09:31 Une autre partie de votre profession, c'est le transport en véhicule sanitaire léger.
09:39 La législation de ce type de transport va évoluer.
09:45 Il va falloir réaliser des transports simultanés, quand l'état du patient le permet.
09:52 Quel regard portez-vous sur cette idée ?
09:56 Les restrictions budgétaires, ça va...
10:00 Quand on prend des personnes en simultané dans un VSL,
10:05 forcément, le trajet, on ne peut pas payer chaque fois un trajet, un forfait.
10:11 Là, ça diminue les coûts.
10:13 Et c'est ça, c'est la Sécu qui cherche à faire des...
10:16 Maintenant, c'est très compliqué pour nous.
10:18 Parce que du simultané, quand il y a du travail et qu'il faut aller chercher
10:21 sur une clinique, un hôpital, des personnes...
10:24 Pour nous et pour les services hospitaliers.
10:26 Parce que j'ai compris, ils devront organiser, par exemple,
10:29 deux patients qui dialysent.
10:30 Ils devront organiser la sortie en même temps.
10:32 Donc, en fait, ça va désorganiser les services hospitaliers, les ambulances.
10:36 Au final, c'est le patient qui est...
10:38 Qui en paie les pots cassés.
10:40 Qui en paie les pots cassés, oui.
10:42 Et surtout que le budget de tous les transports en France, sanitaires,
10:47 c'est 1,8% du budget de la Sécu.
10:50 Et du coup, c'est des économies de bout de chandelle, en fait.
10:53 Je ne suis même pas sûre que le transport en VSL, pour nous, ambulanciers,
10:57 apparemment, d'après notre direction, ça ne rapporte pas énormément.
11:05 Ce sont les ambulances qui demandent plus de...
11:08 Mais le VSL, comme il dit, c'est des économies de bout de chandelle.
11:12 Je pense que ça ne va pas...
11:14 Je pense que... J'ai l'impression que le VSL, le véhicule sanitaire léger,
11:18 j'ai l'impression qu'avec le temps, il sera voué à disparaître.
11:21 Il sera peut-être remplacé par des taxis, un nouveau système de déplacement,
11:26 je ne sais pas.
11:27 Dernière question pour vous, Pauline.

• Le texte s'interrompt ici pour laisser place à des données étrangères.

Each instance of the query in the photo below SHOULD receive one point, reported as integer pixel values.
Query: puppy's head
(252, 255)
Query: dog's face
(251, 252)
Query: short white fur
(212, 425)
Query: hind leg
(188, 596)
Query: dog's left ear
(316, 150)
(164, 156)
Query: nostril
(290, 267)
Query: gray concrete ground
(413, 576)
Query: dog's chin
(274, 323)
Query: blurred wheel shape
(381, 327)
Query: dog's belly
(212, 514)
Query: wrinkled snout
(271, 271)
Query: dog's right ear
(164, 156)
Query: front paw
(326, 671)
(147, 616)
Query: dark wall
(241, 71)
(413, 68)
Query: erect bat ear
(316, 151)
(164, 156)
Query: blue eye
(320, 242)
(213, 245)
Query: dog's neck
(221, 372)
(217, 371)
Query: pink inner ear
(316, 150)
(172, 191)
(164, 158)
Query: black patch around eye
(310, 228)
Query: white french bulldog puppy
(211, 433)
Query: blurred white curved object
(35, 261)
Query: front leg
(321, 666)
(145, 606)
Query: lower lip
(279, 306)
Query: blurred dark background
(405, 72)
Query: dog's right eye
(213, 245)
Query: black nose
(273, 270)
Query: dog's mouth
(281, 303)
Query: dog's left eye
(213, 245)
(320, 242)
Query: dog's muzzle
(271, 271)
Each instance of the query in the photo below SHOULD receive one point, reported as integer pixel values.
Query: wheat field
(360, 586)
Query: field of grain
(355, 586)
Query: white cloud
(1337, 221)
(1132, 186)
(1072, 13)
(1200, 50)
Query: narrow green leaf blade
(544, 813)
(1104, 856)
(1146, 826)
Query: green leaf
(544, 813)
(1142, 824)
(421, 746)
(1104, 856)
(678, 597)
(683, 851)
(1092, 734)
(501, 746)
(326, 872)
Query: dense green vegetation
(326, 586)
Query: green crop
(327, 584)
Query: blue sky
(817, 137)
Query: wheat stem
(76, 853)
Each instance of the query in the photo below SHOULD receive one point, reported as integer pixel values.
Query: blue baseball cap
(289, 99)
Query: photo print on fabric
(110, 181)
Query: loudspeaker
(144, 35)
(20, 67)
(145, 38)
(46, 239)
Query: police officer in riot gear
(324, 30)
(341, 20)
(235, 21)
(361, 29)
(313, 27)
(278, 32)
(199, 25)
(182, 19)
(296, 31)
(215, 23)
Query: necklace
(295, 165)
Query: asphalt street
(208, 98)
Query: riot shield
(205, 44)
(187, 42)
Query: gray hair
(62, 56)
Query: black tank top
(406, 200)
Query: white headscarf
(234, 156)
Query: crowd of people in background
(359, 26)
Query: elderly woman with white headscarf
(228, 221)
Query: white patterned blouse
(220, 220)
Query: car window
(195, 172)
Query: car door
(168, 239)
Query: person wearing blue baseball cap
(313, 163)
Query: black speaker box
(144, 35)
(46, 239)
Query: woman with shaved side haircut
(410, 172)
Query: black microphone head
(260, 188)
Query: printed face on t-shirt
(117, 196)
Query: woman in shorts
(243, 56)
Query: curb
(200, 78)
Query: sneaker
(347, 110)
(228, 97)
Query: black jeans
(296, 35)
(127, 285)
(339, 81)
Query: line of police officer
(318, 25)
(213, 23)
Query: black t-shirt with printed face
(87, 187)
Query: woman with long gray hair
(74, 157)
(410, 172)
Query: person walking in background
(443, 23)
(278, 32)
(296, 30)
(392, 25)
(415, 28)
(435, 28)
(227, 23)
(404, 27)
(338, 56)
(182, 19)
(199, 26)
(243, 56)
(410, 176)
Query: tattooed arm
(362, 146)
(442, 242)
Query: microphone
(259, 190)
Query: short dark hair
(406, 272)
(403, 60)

11:30 Vous venez de terminer, il y a quelques mois, je crois,
11:34 une formation d'aide-soignante.
11:36 Qu'est-ce qu'elle va vous apporter dans votre métier d'ambulancière ?
11:41 Ça m'aide à plus les prendre dans de meilleures conditions.
11:46 Dès qu'il y a des personnes... Je ne sais pas,
11:48 quand il faut des personnes au sol, c'est pas toujours dans les urines,
11:52 dans le sang, c'est pas toujours très...
11:55 Les pauvres se retrouvent dans des situations compliquées.
11:58 Moi, mon métier d'aide-soignante m'aide à les prendre en charge,
12:01 à les rendre plus dignes.
12:02 Ça fait un pont, ça fait une jonction entre ces...
12:05 On fait partie d'une chaîne, les ambulanciers,
12:07 mais le fait d'être aide-soignante, ça permet de donner plus d'indications
12:11 aux infirmières, aux aides-soignantes.
12:13 Ça crée une meilleure jonction entre les deux.
12:16 C'est un accord de plus à ton ordre.
12:18 Eh bien, merci Pauline et Jérôme d'avoir répondu pendant quelques minutes
12:22 à mes questions. Bon courage pour la suite.
12:25 Merci à toi, Yves.
12:27 Je remercie également tous vos collègues de m'avoir accueilli.
12:31 Ça marche.
12:32 Un grand merci également à Jean-Martin Echeverry,
12:37 le directeur de l'entreprise Pays Basque Ambulances,
12:41 d'avoir donné son accord pour que je puisse venir réaliser
12:46 votre interview dans les locaux de l'entreprise.
12:50 Un grand merci à lui et bonne fin de journée.